GPU Memory Deallocation and Frequency Scaling are not workin

Hello,

I’m using the PGI Compiler 14.7 and 14.9 to compile OpenACC Code for a Nvidia Tesla GPU. The problem refers to my problems I’ve already written in this Thread:
https://forums.developer.nvidia.com/t/runtime-error-caused-by-dynamic-loading-of-2-shared-objects/134200/1

The problem is that the GPU memory doesn’t get deallocated after the execution.
The Memory gets only deallocated when the program terminates.
Now I’ve recognized that the frequency scaling on the GPU is also not working. That means the GPU frequency is reduced if the program terminates but not after the GPU Kernel is executed. As you can imagine this is very bad for the idle energy consumption of the GPU.

Here is an example of my OpenACC Code:

int32_t init_gpu(int32_t val) {
	int32_t value[2];
	value[0] = val;
	value[1] = -1;
	
	int32_t size = 2 * sizeof(int32_t);
	
	int32_t *d_value = acc_malloc(size);
	
	acc_memcpy_to_device(d_value, value, size);

	#pragma acc kernels deviceptr(d_value)
	{
		d_value[1] = d_value[0] - 1;
	}
	
	acc_memcpy_from_device(value, d_value, size);

	acc_free(d_value);
	
	return value[1];
}

I’m compiling this Code with the follwing command into a shared object:

pgcc -acc=verystrict -ta=tesla,cuda5.5 -O0 -Minfo -fPIC -c -o init_gpu.o ../gpu/init_gpu.c
pgcc -acc=verystrict -ta=tesla,cuda5.5 -O0 -Minfo -shared -o libinitgpu.so init_gpu.o

This shared object is called via dlopen and dlclose from a Java application with a JNI wrapper.
During the execution the nvidia-smi tool shows that 65 MiB are allocated for the Java process on the GPU until the Java process is terminated.
And the GPU core frequency is 700 MHz and the memory frequency is 2600 MHz but it should be 324 Mhz if nothing is executed on the GPU.

I’ve also tried to call the shared object from C Code and used other OpenACC directives.

There needs to be a way to free the memory on the GPU without terminating the complete program.

Has someone an idea why this isn’t working?

Chris

Hi Chris,

Apologies for such a late reply. I was away at a conference last week and missed seeing your post.

My best guess is that it’s not that the memory isn’t being free’d, rather that the device context is still open.

Can you try calling “acc_shutdown” once you’re done using the device?

  • Mat

Hi Mat,

thanks for your answer. This time I’m a little bit late with my reply.

Your guess is right. It works if I use acc_shutdown to close the device.
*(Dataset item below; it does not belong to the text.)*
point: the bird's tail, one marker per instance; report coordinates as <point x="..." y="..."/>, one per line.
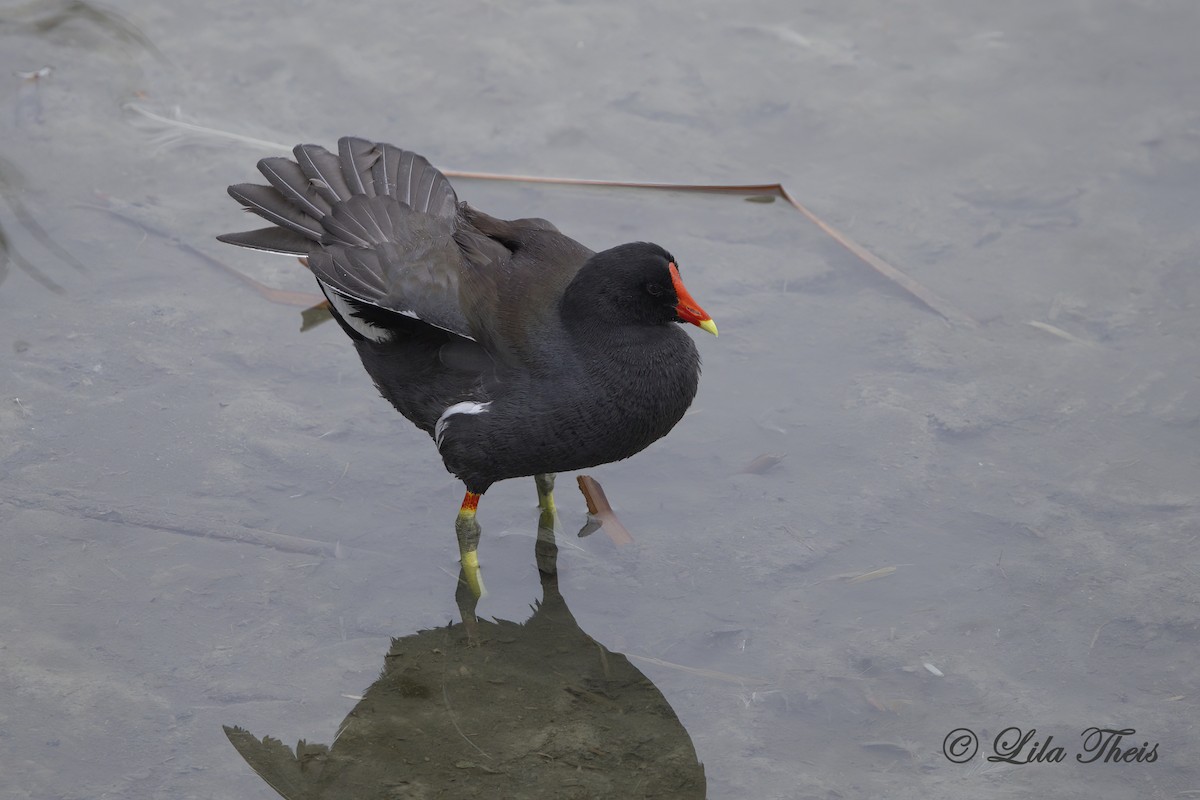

The problem is that it takes a long time to initialize the GPU again after I’ve called acc_shutdown. Most of my GPU kernels run only a few seconds.
I cannot achieve any speedup in comparison to the CPU if I call acc_shutdown after every kernel execution.

Chris

Yes, it takes about a second per device to power the GPU back up. Unfortunately there’s not much that can be done. You’ll either need to keep the device powered up and use the extra power, or power it down and take the performance hit powering it back up each time.

  • Mat

I have to ask once again because it sounds a bit strange to me.
The GPU frequency is slowed down only if I have closed the device context and it is completely normal that the memory gets free’d and usable for other GPU kernels only if I close the device context?

Chris

The current Tesla GPUs don’t throttle the frequency, rather the device is put into a stand-by state and powered down when the context is released.

Newer Maxwell based GeoForce devices have GPU Boost 2.0 which does do adaptive frequency modulation but this is not available yet on Tesla.